Washington (CNN) -- Education Management Corp. rejected Tuesday the federal government's action in joining a lawsuit against the for-profit educational firm.
"The pursuit of this legal action by the federal government and a handful of states is flat-out wrong," declared Bonnie Campbell, an adviser and representative for the firm's legal counsel.
The Justice Department joined a whistle-blower and several state governments Monday in filing suit against Education Management Corp. (EDMC), which has received more than $11 billion in federal student aid.
EDMC has enrolled thousands of students in dozens of educational programs across the U.S. The government alleges the company paid admissions recruiters bonuses tied to the number of students they recruited, in violation of federal law.
Assistant Attorney General Tony West at the Justice Department said the company had misused federal education funds by paying improper incentives to admissions recruiters.

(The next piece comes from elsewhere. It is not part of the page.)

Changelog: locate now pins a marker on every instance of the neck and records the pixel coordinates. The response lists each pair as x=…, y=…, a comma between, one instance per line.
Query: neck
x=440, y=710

"We will protect both students and taxpayers from arrangements that emphasized profits over education," West said.
The lawsuit alleges the company falsely certified compliance with federal laws that prohibit a university from paying incentives to admissions recruiters.
The suit, filed in federal court in Pittsburgh, was originally brought by whistle-blower Lynntoya Washington, a former admissions recruiter.
"This action against EDMC seeks to recover a portion of the $11 billion in federal student aid which EDMC allegedly obtained through false statements and which enriched the company, its shareholders and executives at the expense of innocent individuals seeking a quality education," said David Hickton, U.S. attorney for western Pennsylvania.
California, Florida, Illinois and Indiana are also seeking to recover funds.
The government says the $11 billion was given to the EDMC schools between 2003 and the present. If the governments and the whistle-blower prevail, the company could have to pay up to three times the amount it received through the false claims filed with the Education Department and the states.
Many of the educational programs or "colleges" carried the name of The Art Institute of the city or state in which it was located. Several other schools carried the name Argosy University.